Emmy then deduces from Dan’s rambling that the first attack, which takes place in 2048, is the wrong year to look for signs of the whitespikes landing, something no one could ever figure out before. Lucky for Dan, one of his students in his biology class figures out the exact point of origin where the whitespikes arrive and it’s discovered that they have been under the ice in Russia for a thousand years. With this new information, the future seems hopeful again but of course, the American military refuses to listen which leaves only one viable option; Dan’s father, James.
With James’ help, along with some other members of the future military who happened to make plenty of toxin to kill the whitespikes, the group heads out on their mission through the snowy landscape since James apparently has a plane that can carry a dozen or so people and enough snowmobiles and equipment to get through the icy tundra. They then somehow, in some way, managed to find the exact location of the whitespikes frozen position and blow up the surrounding landscape where they immediately find their spaceship which has been buried in the ice for centuries.

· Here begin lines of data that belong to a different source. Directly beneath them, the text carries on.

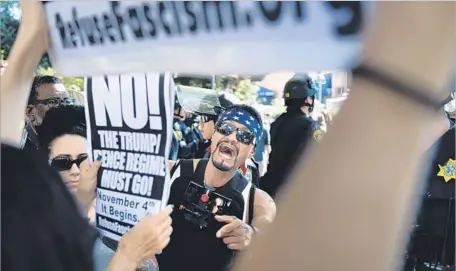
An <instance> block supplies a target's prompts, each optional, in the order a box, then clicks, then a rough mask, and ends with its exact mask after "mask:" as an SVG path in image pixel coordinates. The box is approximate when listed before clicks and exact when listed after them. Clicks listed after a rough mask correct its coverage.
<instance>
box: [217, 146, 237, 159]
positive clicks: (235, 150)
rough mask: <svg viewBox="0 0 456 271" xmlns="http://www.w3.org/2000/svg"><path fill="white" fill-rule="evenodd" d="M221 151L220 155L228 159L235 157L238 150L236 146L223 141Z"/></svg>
mask: <svg viewBox="0 0 456 271" xmlns="http://www.w3.org/2000/svg"><path fill="white" fill-rule="evenodd" d="M219 153H220V156H222V157H223V158H226V159H231V158H234V157H235V156H236V154H237V150H236V148H235V147H234V146H232V145H230V144H228V143H222V144H220V146H219Z"/></svg>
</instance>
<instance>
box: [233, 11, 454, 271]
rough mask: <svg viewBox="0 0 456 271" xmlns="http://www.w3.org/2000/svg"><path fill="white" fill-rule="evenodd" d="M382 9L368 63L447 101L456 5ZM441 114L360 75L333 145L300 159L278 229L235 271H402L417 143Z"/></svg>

Dan proceeds to give a motivating speech that includes your typical “we go in, chances are we don’t come out” line and continue inside the frozen spaceship. As all this going on, one can’t help but wonder just how a group of a dozen or so rag-tag individuals managed to find the crash site with such ease while brilliant minds across the globe through decades of research and time travel could not. Oxygen. Fishing net.
Inside the ship, it is revealed that the whitespikes appear to be cargo on a ship of some other intelligent species. Whether or not the intent of the intelligent species was to release the whitespikes and clear the earth of its inhabitants or this all just happened by circumstance after the ship crashed unintentionally on earth is unknown.
The crew fights bravely to destroy the last of the whitespikes but only Charlie, James, and Dan survive. James then tells Dan that the female escaped and one can’t help but wonder just how in the hell anyone got J.K. Simmons to agree to this. Must’ve been one hell of a payday.
The remaining three track the female and attempt to bring it down through relentless gunfire and one insane use of a snowmobile. What then transpires is a heartfelt moment between father and son gunfire as they unload round after round into the female. After an intense scuffle, Dan is able to finish off the female by getting her to swallow the toxin as he Leonidas kicks her off off a cliff where the female dies.
Later, the news is shown reporting the success and triumph over the whitespikes in the war where the same American military official who declined to help takes all the credit for the swift actions of Dan and the others.
With the future no longer in jeopardy, it’s clear that writer Zach Dean and director Chris McKay took the extra care to address the time-loop that transpires here between those that traveled from the future to help the past stop the future war and therefore they never would have gone back in time in the first place and… you know what? F*ck it. I don’t f*cking care. This movie is infuriatingly inaccurate and riddled with plot holes and nonsense that could have been better told by David Benioff and D.B. Weiss… okay, maybe not that bad but you get it.